April 26, 2018 - On April 24th, the LSTA hosted nearly 500 attendees at the Annual Operations Conference; there they learned what the future holds. As the Keynote discussed disruptive technology, just imagine a loan market whose participants share permissioned blockchains, aka distributed ledger technology (DLT) – and legacy systems are a thing of the past.
In fact, blockchain actually may deserve the buzz it gets. In the loan space, it allows for agreement without a central authority. Banks, custodians/trustees and lenders all would host nodes, meaning that as participants in the blockchain, they share a copy of the ledger and relay new transactions to each other. Each node replicates and saves an identical copy of the ledger, so that every node would have the same information. But blockchain in our market will be private and secure; through encryption each party will only see its own transactions. Imagine the Agent Banks’, Lenders’ and Custodians’ records in complete agreement! The need for reconciliation is eliminated, and Agent freezes for interest and principal payments would be a thing of the past. So who is working in this space? Synaps Loans (a permissioned blockchain network using Symbiont technology), LenderComm (using R-3’s Corda platform) and Markit’s Stax Payments (powered by JPM Quorum blockchain) are just three of the vendor options.

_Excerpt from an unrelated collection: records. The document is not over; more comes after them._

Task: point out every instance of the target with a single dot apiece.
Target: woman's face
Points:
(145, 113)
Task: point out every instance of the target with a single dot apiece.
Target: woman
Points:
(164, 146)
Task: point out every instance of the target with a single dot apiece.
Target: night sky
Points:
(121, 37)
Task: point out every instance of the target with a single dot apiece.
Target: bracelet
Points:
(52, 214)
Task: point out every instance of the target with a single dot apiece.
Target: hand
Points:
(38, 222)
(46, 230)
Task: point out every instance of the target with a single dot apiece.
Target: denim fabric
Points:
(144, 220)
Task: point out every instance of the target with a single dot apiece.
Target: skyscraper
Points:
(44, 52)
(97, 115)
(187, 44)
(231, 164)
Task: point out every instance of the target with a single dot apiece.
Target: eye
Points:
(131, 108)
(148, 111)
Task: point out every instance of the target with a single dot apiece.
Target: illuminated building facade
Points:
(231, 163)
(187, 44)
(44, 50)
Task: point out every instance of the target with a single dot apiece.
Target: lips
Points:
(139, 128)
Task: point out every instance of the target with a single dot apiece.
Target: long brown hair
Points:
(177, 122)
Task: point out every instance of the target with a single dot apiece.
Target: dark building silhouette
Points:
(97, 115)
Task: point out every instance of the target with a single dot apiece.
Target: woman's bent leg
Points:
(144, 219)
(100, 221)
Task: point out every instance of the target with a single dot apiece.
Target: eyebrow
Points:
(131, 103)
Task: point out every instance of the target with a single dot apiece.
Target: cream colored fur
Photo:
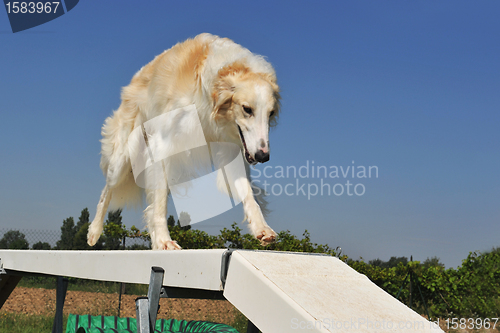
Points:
(237, 99)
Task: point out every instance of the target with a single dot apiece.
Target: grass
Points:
(23, 323)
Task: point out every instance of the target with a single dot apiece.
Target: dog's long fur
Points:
(237, 98)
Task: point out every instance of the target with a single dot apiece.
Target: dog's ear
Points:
(271, 78)
(222, 96)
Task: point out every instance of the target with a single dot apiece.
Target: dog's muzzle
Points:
(262, 157)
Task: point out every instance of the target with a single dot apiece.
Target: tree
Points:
(171, 221)
(393, 262)
(41, 246)
(82, 220)
(14, 240)
(67, 235)
(432, 262)
(184, 221)
(114, 231)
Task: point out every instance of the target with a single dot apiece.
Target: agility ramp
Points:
(276, 291)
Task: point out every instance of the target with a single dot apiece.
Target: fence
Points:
(33, 236)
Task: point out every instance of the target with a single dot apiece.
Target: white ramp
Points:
(277, 291)
(289, 292)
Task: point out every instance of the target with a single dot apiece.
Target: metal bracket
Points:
(147, 307)
(2, 271)
(226, 259)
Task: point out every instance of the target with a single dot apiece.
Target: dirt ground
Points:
(43, 302)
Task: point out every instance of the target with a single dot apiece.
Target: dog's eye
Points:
(248, 110)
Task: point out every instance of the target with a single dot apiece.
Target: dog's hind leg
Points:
(95, 229)
(155, 215)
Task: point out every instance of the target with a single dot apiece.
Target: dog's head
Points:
(248, 103)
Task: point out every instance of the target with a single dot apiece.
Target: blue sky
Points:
(408, 87)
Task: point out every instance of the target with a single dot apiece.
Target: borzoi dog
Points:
(236, 98)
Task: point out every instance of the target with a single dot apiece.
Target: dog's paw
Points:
(167, 245)
(93, 234)
(266, 236)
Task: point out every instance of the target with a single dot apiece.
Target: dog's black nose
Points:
(262, 157)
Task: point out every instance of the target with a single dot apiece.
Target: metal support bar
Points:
(62, 287)
(226, 258)
(142, 314)
(7, 284)
(154, 290)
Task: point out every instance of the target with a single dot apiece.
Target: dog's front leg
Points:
(156, 214)
(258, 226)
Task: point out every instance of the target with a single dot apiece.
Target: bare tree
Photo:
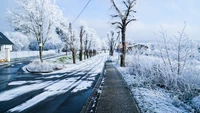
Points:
(72, 42)
(126, 17)
(112, 41)
(34, 19)
(85, 47)
(82, 32)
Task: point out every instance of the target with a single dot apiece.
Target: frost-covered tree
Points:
(112, 41)
(38, 19)
(82, 32)
(73, 42)
(21, 41)
(176, 51)
(125, 17)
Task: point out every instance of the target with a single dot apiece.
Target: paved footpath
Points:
(115, 97)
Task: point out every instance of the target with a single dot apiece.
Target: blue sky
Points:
(151, 14)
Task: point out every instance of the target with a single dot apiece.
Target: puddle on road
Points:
(74, 102)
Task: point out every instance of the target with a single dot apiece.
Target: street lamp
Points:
(118, 45)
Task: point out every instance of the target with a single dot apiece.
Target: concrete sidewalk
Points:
(115, 97)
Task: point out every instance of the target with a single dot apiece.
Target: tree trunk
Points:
(81, 49)
(74, 57)
(122, 63)
(80, 55)
(84, 55)
(87, 54)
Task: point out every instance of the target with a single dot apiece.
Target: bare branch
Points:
(117, 9)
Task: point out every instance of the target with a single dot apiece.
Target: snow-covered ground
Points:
(181, 97)
(154, 100)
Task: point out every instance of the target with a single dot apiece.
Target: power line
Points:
(81, 11)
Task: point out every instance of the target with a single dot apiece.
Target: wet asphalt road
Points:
(51, 93)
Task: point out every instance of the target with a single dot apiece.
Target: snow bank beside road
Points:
(153, 101)
(38, 67)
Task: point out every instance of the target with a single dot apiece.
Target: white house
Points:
(5, 48)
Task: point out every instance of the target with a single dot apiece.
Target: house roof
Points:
(4, 39)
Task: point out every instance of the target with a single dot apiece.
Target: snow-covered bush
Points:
(38, 67)
(174, 66)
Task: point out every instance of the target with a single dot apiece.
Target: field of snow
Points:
(74, 78)
(165, 79)
(154, 100)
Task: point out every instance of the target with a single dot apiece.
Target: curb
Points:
(128, 88)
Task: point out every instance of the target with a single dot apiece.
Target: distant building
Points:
(5, 48)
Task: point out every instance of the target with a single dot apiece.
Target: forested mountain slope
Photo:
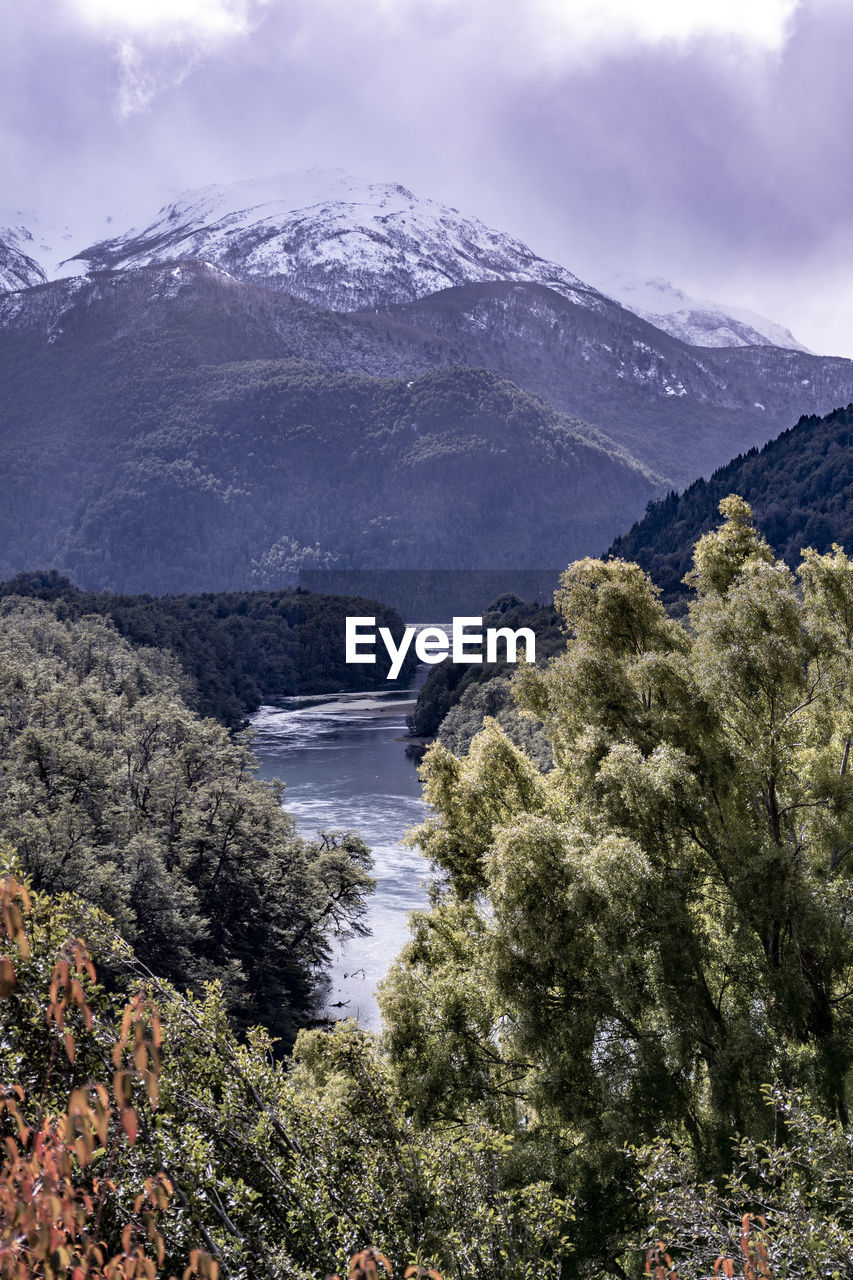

Of course, blockchain doesn’t work without unique identifiers. The adoption of standards in our industry has been slow. But the time has come to embrace standards – in particular, unique identifiers for deals/facilities and participants (i.e. CUSIPs and MEIs). To enable the future (read: blockchain), CUSIPs should be applied for at the beginning of the process and included on bank books and term sheets. Lenders should have CUSIPs in their systems from the commitment/allocation stage to price the deals appropriately before the primary trades even settle. Primary market lawyers must ensure their inclusion on draft and final documents. CUSIPs must be included on all trade documentation and servicing notices.
Meanwhile, a new standard Admin Detail Form will allow data to be automatically consumed into agent bank systems. It will align with the FpML standard and ADF portals. New accounts must be onboarded at the time of formation, not the first trade. (Likewise, lenders should provide new account information to Agents as soon as the new entity is formed and be responsive to documentation requests as quickly as possible.) Current tax forms must be maintained with Agents in order to avoid unnecessary withholdings. Furthermore the industry will work toward significantly reducing, if not eliminating entirely, pop-ups on assignment agreements in favor of credit agreement representations. Usage of the LSTA Form of Assignment and Assumption Agreement was advised.
The message of the day? Prepare for disruptive innovation and educate yourself. Learn what a distributed ledger can do, how it works, how your existing and new processes can integrate into the ledger, and how FpML standards can jumpstart this system integration. And when in doubt, always – always –ask questions.